Kepala Bappeda Kota Banda Aceh, Dedy Fahrian, ST., MT dalam laporannya menyampaikan bahwa rapat kerja bertujuan mengevaluasi capaian Indikator Kinerja Utama (IKU) perangkat daerah tahun 2025, mengidentifikasi berbagai kendala pelaksanaan program dan kegiatan, serta merumuskan strategi pengendalian dan target kinerja tahun 2026. Tema yang diusung pada raker tahun ini adalah “Penguatan Pemenuhan Layanan Dasar Pendidikan, Kesehatan dan Perlindungan Sosial, serta Peningkatan Kualitas Tata Kelola Pemerintahan dan Membangun Kemitraan Pembangunan.” Seluruh hasil paparan dan masukan nantinya akan dirumuskan oleh masing-masing Kelompok Kerja (POKJA) sebagai bahan rekomendasi kebijakan dan rencana tindak lanjut yang terukur.
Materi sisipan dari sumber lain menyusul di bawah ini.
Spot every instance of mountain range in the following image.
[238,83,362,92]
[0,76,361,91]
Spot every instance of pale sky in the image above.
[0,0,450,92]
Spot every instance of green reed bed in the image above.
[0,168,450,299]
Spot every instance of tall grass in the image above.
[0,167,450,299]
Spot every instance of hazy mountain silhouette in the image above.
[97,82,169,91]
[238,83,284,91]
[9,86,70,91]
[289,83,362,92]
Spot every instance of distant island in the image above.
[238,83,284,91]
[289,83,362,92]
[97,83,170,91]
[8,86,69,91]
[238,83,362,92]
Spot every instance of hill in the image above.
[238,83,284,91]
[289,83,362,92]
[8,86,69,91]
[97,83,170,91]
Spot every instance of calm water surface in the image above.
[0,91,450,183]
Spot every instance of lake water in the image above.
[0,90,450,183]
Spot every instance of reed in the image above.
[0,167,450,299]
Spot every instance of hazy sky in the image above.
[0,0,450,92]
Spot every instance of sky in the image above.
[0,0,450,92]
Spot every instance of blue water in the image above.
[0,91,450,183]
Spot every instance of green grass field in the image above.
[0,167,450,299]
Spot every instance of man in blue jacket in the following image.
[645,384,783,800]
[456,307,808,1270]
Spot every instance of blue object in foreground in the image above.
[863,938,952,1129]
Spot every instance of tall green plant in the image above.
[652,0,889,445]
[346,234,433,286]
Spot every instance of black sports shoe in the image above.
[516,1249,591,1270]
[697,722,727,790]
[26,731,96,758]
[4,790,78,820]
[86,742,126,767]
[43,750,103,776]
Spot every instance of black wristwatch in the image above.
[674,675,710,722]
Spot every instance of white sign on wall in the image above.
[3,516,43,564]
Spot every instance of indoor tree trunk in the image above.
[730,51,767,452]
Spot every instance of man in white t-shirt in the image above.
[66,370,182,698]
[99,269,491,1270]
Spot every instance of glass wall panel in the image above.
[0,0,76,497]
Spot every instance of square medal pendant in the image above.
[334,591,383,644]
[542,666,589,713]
Wali Kota Banda Aceh, Hj. Illiza Sa’aduddin Djamal, SE dalam arahannya menegaskan bahwa rapat kerja merupakan forum strategis untuk memperkuat konsolidasi kinerja pemerintahan daerah serta memastikan pembangunan berjalan tepat sasaran dan berdampak langsung bagi masyarakat. Walikota juga meminta seluruh perangkat daerah melakukan evaluasi kinerja secara objektif dan berbasis data, termasuk terhadap capaian IKU, SPM, dan SAKIP tahun 2025. Selain itu, beliau menekankan pentingnya kolaborasi lintas sektor melalui pendekatan pentahelix guna mempercepat pencapaian visi dan misi RPJM Kota Banda Aceh 2025–2029, terutama dalam peningkatan kualitas layanan pendidikan, kesehatan, perlindungan sosial, reformasi birokrasi, serta digitalisasi layanan publik.
Pada sesi pemaparan Pokja I, sejumlah OPD memaparkan capaian program, realisasi anggaran, kendala, serta rencana aksi tahun 2026. Dinas Pendidikan dan Kebudayaan menyoroti penguatan sistem penerimaan murid baru, peningkatan kompetensi guru, program diniyah dan budaya sekolah, serta penanganan isu pungutan liar di sekolah. Dinas Kesehatan memfokuskan peningkatan layanan kesehatan melalui puskesmas keliling, pemerataan tenaga kesehatan, penguatan layanan deteksi dini, dan peningkatan kualitas sarana prasarana kesehatan. Sementara itu, Dinas Sosial, DPMG, Dispora, BPBD, Satpol PP dan WH, kecamatan, hingga Disdukcapil menyampaikan berbagai tantangan terkait validasi data, keterbatasan SDM dan anggaran, pelayanan publik, penataan ketertiban umum, mitigasi bencana, hingga digitalisasi pelayanan administrasi kependudukan. Pada kesempatan ini walikota juga langsung merespon hasil paparan dan meminta seluruh OPD memperkuat koordinasi, menyiapkan data yang akurat, meningkatkan inovasi pelayanan, serta memastikan setiap program memiliki dampak nyata bagi masyarakat Kota Banda Aceh.